Выбрать главу

Автомобиль «ЗИС-101А». 1940-е

Серия марок, выпущенных Министерством связи в 1975 году, со знаменитыми моделями автомобилей 1930-х. Верхний ряд: автомобиль «ГАЗ-М1. 1936», автобус «ЗИС-16. 1936»; нижний ряд: автомобили «ЯГ-6. 1936» и «КИМ-10. 1940»

В большинстве они были заморским чудом, тогдашние машины. А отечественные — объектом скромной гордости. Собственные автомобили несли на себе отблеск не столько богатства (какое тогда было богатство!), сколько таинственной и грозной власти, дыхание свыше раздаваемых благ. Покупали машины редко, но люди чиновные и знаменитые имели «персональные» автомобили, которыми, случалось, управляли и сами. Машинами, кроме того, награждали. Стаханова — «эмкой», летчиков-героев — «ЗИСами».

В первые же дни войны частные машины (как и радиоприемники) государство забрало. Автомобили — для фронта, приемники — чтобы не слушали лишнего.

А пожарные машины! Они были открытыми, вроде извозчичьей линейки, пожарники в медных ослепительных касках, казалось, чудом держались на сиденьях, звонил колокол, иногда, совсем по-старинному, один из пожарных дул в трубу или горн. Трещал особенный «пожарный» клаксон.

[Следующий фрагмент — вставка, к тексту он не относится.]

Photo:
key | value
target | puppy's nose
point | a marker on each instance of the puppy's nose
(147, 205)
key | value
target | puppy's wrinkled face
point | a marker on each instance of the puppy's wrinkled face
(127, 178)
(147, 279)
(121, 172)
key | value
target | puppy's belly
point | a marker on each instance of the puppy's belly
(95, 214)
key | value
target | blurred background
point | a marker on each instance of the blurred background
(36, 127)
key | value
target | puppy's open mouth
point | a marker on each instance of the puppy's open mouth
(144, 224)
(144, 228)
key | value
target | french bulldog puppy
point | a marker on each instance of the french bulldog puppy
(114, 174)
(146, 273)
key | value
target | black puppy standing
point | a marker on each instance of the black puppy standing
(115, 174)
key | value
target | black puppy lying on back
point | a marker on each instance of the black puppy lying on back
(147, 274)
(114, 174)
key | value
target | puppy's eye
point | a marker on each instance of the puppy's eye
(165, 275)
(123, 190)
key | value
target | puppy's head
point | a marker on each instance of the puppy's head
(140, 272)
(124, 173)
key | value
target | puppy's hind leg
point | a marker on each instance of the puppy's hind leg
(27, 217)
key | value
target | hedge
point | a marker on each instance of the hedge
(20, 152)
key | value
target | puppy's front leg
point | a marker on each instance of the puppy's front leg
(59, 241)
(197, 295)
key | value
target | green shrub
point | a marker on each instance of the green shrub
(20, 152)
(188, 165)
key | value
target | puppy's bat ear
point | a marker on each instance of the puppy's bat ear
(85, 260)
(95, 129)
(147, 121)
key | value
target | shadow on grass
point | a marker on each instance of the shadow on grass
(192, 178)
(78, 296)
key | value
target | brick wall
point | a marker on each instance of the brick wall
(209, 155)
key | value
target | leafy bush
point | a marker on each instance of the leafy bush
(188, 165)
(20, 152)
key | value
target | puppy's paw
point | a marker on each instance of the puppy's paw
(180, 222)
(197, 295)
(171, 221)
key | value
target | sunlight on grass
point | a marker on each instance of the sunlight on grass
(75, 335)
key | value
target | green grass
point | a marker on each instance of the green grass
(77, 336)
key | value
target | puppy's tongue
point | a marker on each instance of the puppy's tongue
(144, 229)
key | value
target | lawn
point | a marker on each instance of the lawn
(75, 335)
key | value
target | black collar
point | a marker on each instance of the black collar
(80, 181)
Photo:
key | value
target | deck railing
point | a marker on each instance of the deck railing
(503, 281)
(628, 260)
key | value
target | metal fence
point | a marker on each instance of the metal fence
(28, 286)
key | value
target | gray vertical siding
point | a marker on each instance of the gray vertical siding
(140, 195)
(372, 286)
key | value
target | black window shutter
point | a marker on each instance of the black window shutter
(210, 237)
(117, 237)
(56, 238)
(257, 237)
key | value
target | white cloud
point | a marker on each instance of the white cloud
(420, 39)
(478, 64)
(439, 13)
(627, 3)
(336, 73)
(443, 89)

С дымом мешается Облако пыли, Мчатся пожарные Автомобили, Щелкают звонко, Тревожно свистят. Медные каски Рядами блестят.
С. Маршак

Была в моде песня Леонида Дидерихса на слова Василия Лебедева-Кумача:

Солнце светит, лучи, словно ласки, Каска медная тонет в луче, И вот в этой сияющей каске Ходит милый мой на каланче. Он пожарник толковый и ярый, Он ударник такой деловой! Он готов погасить все пожары, Но не хочет гасить только мой. Ах, зачем мне платочек лиловый, Ах, зачем мне мой новый берет, Если он не увидит обновы И рукой не пошлет мне привет. День сегодня такой лучезарный, В душном воздухе нега и жар, И не видит, не знает пожарный, Что горит в моем сердце пожар…

В 1937 году родители разошлись. Мы с мамой вскоре переехали на угол Бородинской и Загородного, в квартиру писателя Геннадия Гора (все литераторы стремились, естественно, в «писательскую надстройку» на канале Грибоедова).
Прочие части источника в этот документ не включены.